Nesse contexto, a construção de um constitucionalismo digital constitui instrumental para conter esse poder desmedido. Se o constitucionalismo clássico surgiu para limitar o poder do Estado, o digital busca limitar o poder privado das corporações tecnológicas. Trata-se de um movimento urgente para aplicar os princípios fundamentais do Direito (limitação do poder, devido processo legal, proteção de direitos como privacidade e liberdade, e a exigência de transparência e responsabilidade) ao ambiente virtual, destacando o Poder Judiciário como um ator central nesse processo. A decisão do STF sobre a responsabilidade das plataformas (Tema 987), que declarou a inconstitucionalidade parcial do artigo 19 do Marco Civil da Internet, foi um passo crucial para submeter o poder tecnológico aos valores da Constituição.

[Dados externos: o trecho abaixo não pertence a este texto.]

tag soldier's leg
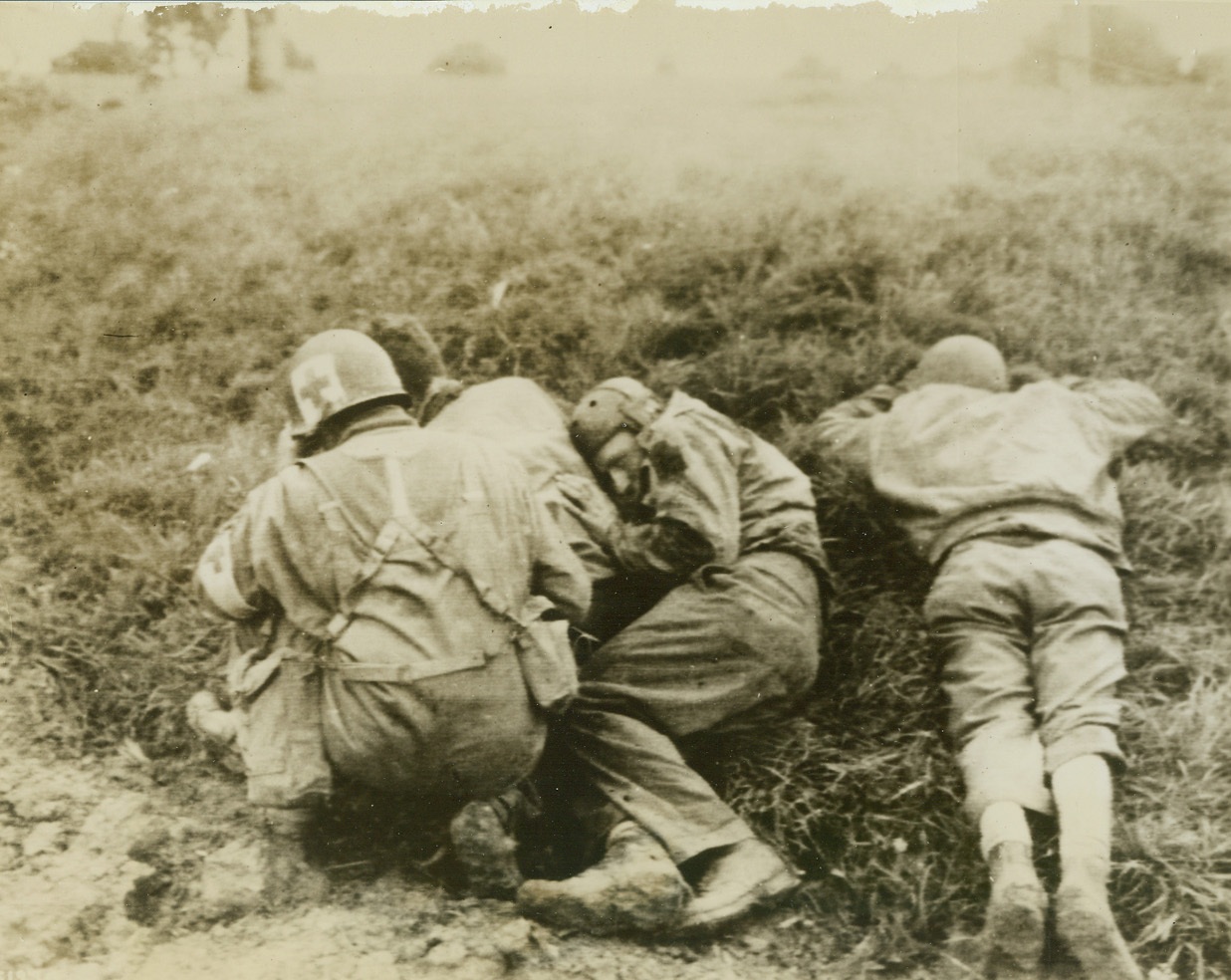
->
[523,556,820,927]
[1034,542,1141,980]
[924,542,1052,978]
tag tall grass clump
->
[0,72,1231,978]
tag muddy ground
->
[0,656,972,980]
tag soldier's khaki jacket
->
[815,379,1170,569]
[197,410,590,797]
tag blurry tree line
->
[1013,4,1231,85]
[52,2,317,91]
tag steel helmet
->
[907,334,1008,391]
[287,330,410,438]
[569,378,662,460]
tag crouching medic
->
[188,330,590,893]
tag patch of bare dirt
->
[0,655,900,980]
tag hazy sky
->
[0,0,1231,78]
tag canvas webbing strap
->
[301,455,526,683]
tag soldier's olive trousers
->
[924,537,1126,820]
[558,552,823,864]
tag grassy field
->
[0,71,1231,978]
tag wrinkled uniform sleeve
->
[1071,378,1174,453]
[526,488,591,623]
[193,485,275,619]
[610,518,714,577]
[813,384,901,474]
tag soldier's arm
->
[526,488,591,623]
[193,509,270,619]
[609,517,714,578]
[1070,378,1175,450]
[812,384,901,470]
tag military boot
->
[1056,882,1141,980]
[982,841,1048,980]
[449,791,522,898]
[517,820,690,935]
[677,838,799,934]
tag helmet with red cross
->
[287,330,410,438]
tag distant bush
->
[52,41,145,75]
[0,78,69,125]
[427,43,505,75]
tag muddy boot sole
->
[517,875,690,935]
[517,825,692,935]
[982,884,1048,980]
[1056,885,1142,980]
[449,801,522,898]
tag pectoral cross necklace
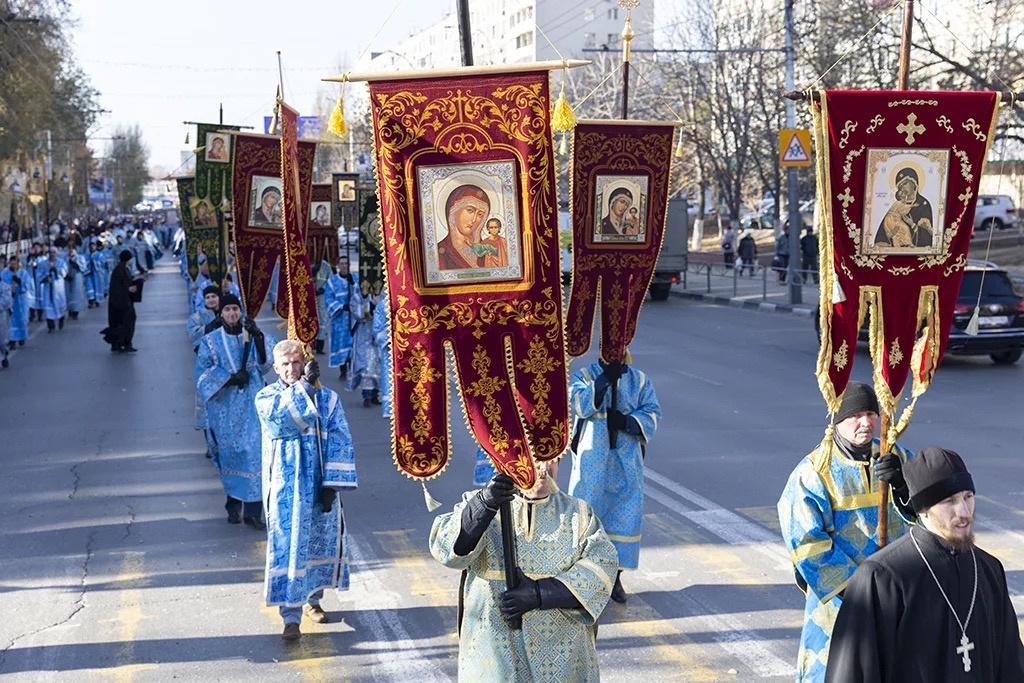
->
[910,529,978,672]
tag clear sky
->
[72,0,455,172]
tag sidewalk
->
[671,260,819,317]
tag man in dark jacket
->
[100,249,137,353]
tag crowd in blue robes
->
[778,439,912,683]
[196,327,275,517]
[568,362,662,569]
[256,380,357,623]
[373,289,392,418]
[0,261,32,348]
[324,272,358,369]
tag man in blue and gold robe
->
[373,288,392,418]
[196,295,274,530]
[430,463,618,683]
[778,382,913,683]
[0,254,33,349]
[324,257,358,379]
[36,247,68,333]
[569,353,662,602]
[185,285,220,459]
[256,339,358,641]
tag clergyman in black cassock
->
[100,249,137,353]
[825,447,1024,683]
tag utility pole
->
[785,0,804,304]
[458,0,473,67]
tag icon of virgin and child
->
[437,184,509,270]
[874,168,934,249]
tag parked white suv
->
[974,195,1018,230]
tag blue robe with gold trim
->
[321,273,358,368]
[256,381,358,607]
[373,289,392,418]
[568,362,662,569]
[196,328,276,503]
[778,439,912,682]
[430,490,617,683]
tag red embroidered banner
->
[278,100,317,344]
[306,182,339,265]
[370,70,568,487]
[231,133,316,313]
[811,91,997,421]
[565,121,675,361]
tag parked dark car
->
[814,261,1024,366]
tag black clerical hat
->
[903,446,974,512]
[220,294,242,310]
[834,382,880,424]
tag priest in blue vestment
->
[324,256,358,379]
[196,295,273,530]
[36,247,68,333]
[569,352,662,602]
[66,245,89,321]
[0,254,32,349]
[256,339,357,641]
[374,289,392,418]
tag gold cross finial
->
[896,114,925,144]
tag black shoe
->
[611,572,626,604]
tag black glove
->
[318,486,338,512]
[498,567,541,620]
[477,474,515,510]
[604,360,629,383]
[242,315,263,337]
[874,453,906,490]
[608,410,626,432]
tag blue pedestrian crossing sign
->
[778,128,811,168]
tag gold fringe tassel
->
[551,83,575,133]
[421,481,441,512]
[327,93,348,137]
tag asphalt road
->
[0,263,1024,682]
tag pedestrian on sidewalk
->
[196,294,274,531]
[771,223,790,285]
[722,223,736,268]
[778,382,917,683]
[737,228,758,278]
[825,447,1024,683]
[430,462,616,683]
[255,339,358,641]
[568,352,662,603]
[800,225,818,285]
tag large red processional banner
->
[370,69,568,487]
[811,91,998,421]
[231,133,316,314]
[565,121,675,361]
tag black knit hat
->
[903,446,974,512]
[220,294,242,310]
[833,382,881,425]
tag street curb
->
[669,290,815,317]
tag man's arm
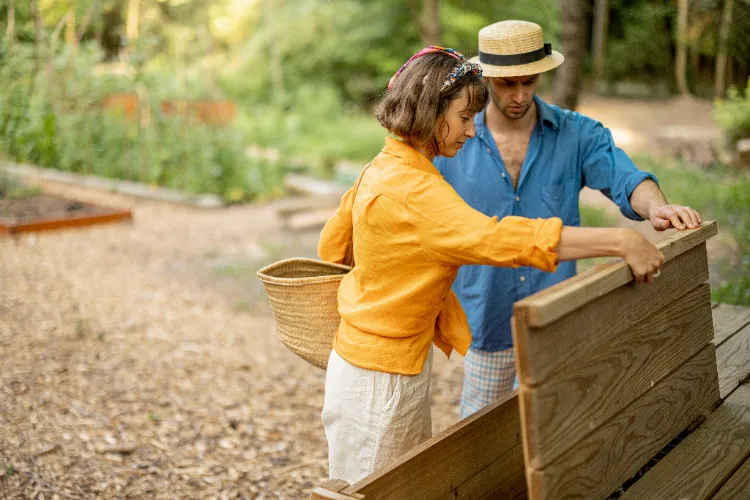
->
[630,179,703,231]
[580,117,701,231]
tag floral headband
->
[388,45,482,91]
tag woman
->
[318,47,663,483]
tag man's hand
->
[649,205,703,231]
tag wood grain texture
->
[342,392,521,500]
[711,458,750,500]
[515,221,718,327]
[310,486,364,500]
[716,325,750,398]
[713,304,750,347]
[519,285,713,469]
[621,385,750,500]
[440,445,526,500]
[513,245,708,386]
[526,343,719,500]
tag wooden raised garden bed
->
[0,193,132,235]
[312,222,750,500]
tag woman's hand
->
[620,229,664,283]
[557,226,664,283]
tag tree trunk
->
[714,0,734,97]
[5,0,16,45]
[593,0,609,83]
[674,0,690,96]
[553,0,589,109]
[125,0,141,40]
[421,0,440,47]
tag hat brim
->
[470,50,565,78]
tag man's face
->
[488,75,539,120]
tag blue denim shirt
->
[434,97,656,351]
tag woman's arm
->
[556,226,664,283]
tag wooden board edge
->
[310,486,365,500]
[514,245,709,385]
[711,451,750,500]
[8,210,133,234]
[526,343,719,500]
[621,380,750,500]
[514,221,718,327]
[519,283,715,469]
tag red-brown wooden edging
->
[0,210,133,235]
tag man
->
[435,21,701,418]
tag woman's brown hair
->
[375,53,489,155]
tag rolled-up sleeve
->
[406,178,562,271]
[580,117,659,220]
[318,188,354,264]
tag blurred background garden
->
[0,0,750,304]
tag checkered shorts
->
[460,347,518,418]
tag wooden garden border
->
[0,203,133,235]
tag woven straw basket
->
[258,259,351,370]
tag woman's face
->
[436,89,476,158]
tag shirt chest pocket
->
[540,184,580,225]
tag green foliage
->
[634,155,750,306]
[605,0,675,81]
[713,78,750,141]
[0,44,283,201]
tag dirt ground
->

No entanto, a judicialização não é suficiente, pois a democracia e a soberania, na era digital, também se defendem com regulação. Assim, apenas uma regulação legislativa clara, como a proposta pelo PL 2630/2020 (o PL das Fake News), poderá estabelecer as regras do jogo de forma abrangente e duradoura., lembrando sempre que a forte resistência corporativa a esse projeto de lei demonstra que a disputa é sobre quem controla o futuro: os algoritmos das corporações ou os cidadãos de uma democracia.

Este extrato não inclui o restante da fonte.